---
license: cc-by-4.0
language:
- en
metrics:
- f1
- accuracy
library_name: transformers
pipeline_tag: text-classification
widget:
  - text: |
      X chromosome inactivation (XCI) serves as a paradigm for RNA-mediated regulation of gene expression, wherein the long non-coding RNA XIST spreads across the X chromosome in cis to mediate gene silencing chromosome-wide. In female naive human pluripotent stem cells (hPSCs), XIST is in a dispersed configuration, and XCI does not occur, raising questions about XIST's function. We found that XIST spreads across the X chromosome and induces dampening of X-linked gene expression in naive hPSCs. Surprisingly, XIST also targets specific autosomal regions, where it induces repressive chromatin changes and gene expression dampening. Thereby, XIST equalizes X-linked gene dosage between male and female cells while inducing differences in autosomes. The dispersed Xist configuration and autosomal localization also occur transiently during XCI initiation in mouse PSCs. Together, our study identifies XIST as the regulator of X chromosome dampening, uncovers an evolutionarily conserved trans-acting role of XIST/Xist, and reveals a correlation between XIST/Xist dispersal and autosomal targeting.
---

# lncrna-biocontext
This model is designed to determine whether a given abstract talks about an lncRNA in the context of disease or not.

The model has been trained on data from [lncBook-Wiki](https://ngdc.cncb.ac.cn/lncbook/) about papers
which have been curated by experts based on the biological context they discuss. We have collected the
abstracts for these papers and simplified the classification into disease/not disease. We then fine-tune a 
[longformer](https://huggingface.co/allenai/longformer-base-4096) model to make a binary classification.

We achieve pretty good results:

| Metric | Score |
|-|- |
| Accuracy | 0.84 |
| F1 | 0.82 |
| ROC| 0.98 |

Though the test set is only 59 examples, with 22 discussing disease. 

## Key stats
The model size is ~600MB. It will run really fast on the MPS device of an M-series mac. It should also run pretty fast on a normal CPU.

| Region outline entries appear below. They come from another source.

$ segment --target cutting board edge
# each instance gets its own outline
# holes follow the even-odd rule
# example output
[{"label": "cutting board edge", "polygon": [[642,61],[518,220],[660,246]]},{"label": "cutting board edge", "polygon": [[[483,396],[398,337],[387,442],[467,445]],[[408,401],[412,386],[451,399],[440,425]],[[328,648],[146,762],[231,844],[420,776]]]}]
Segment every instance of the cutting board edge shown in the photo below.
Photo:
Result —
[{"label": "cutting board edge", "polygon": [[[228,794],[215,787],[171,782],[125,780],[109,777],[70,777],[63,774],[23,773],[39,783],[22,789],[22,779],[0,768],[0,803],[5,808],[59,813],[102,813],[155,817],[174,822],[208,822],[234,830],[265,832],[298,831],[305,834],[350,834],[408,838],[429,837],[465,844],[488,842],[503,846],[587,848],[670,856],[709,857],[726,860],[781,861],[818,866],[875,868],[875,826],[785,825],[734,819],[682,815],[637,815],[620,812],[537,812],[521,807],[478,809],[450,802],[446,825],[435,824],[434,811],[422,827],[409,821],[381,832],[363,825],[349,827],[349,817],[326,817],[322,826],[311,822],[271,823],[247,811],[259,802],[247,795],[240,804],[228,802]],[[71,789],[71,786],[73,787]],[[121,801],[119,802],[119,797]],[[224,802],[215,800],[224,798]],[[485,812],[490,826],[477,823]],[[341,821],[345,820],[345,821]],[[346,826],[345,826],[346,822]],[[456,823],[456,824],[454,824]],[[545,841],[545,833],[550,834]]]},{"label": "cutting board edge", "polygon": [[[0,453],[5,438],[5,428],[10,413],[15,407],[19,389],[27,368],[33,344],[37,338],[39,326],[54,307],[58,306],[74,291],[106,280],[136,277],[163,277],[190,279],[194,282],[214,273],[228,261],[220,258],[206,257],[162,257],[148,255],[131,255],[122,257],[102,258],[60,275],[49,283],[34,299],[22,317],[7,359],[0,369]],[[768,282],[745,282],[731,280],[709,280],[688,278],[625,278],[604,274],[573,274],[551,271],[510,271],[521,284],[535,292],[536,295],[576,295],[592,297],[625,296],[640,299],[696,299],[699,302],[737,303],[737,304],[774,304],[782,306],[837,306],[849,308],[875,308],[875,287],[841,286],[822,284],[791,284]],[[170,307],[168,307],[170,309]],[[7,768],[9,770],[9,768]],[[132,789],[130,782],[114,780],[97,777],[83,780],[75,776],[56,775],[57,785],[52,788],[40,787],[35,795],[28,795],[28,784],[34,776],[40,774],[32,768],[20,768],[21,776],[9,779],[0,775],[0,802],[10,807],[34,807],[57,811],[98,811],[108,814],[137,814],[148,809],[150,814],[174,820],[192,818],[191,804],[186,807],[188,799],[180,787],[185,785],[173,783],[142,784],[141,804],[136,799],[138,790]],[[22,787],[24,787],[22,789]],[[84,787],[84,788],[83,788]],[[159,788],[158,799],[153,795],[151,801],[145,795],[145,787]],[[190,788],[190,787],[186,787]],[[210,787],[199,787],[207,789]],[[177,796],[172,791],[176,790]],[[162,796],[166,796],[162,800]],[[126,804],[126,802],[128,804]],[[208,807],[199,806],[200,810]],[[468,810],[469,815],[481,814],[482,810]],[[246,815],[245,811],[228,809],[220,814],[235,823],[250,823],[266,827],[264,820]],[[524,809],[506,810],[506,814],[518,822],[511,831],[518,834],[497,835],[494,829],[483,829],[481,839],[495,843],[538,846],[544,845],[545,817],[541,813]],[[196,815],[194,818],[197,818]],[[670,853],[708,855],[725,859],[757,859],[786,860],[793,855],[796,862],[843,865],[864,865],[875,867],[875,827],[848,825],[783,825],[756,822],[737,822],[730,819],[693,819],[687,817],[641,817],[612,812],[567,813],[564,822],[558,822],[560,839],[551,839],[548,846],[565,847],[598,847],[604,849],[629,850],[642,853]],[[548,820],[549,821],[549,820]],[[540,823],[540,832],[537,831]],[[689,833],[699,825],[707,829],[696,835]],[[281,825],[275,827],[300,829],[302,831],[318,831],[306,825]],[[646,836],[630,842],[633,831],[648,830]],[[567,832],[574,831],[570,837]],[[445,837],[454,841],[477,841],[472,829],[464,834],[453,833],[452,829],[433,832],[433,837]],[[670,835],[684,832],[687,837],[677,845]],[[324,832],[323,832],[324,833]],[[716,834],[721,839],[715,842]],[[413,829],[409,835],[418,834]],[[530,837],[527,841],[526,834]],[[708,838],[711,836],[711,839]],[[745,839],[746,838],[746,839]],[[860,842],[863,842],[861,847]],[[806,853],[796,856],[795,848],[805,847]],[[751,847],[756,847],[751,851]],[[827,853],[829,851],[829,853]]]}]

The context windiw is 4,096 tokens which comes from the base longformer model. In training we limit the context to 1280 tokens because that
was a bit bigger than the longest abstract we saw. Long abstracts may cause trouble.

## Limitations
The base model is trained on MLM on wikipedia text (and maybe some other stuff). As such, it might not have a 
great understanding of scientific literature.

The dataset used to train this model was _tiny_ at only 588 examples overall. This means only 470 samples 
for training with 59 for validation and testing. These have been deliberately sampled to be roughly equally distributed between the 
two classes.

The dataset these are derived from is also _massively_ imbalanced, having 19,229 examples but only 294 that are not disease. As a result
the model is trained on a dataset that hugely undersamples the disease context abstracts.

While the model has been tested on some abstracts derived from lncBook's annotations, it hasn't really been tested on 'wild' abstracts.

## Next steps

The next step will be to be able to classify both the specific disease (e.g. lung adenocarcinoma), and the non-disease 
context (e.g. localisation) a paper discusses.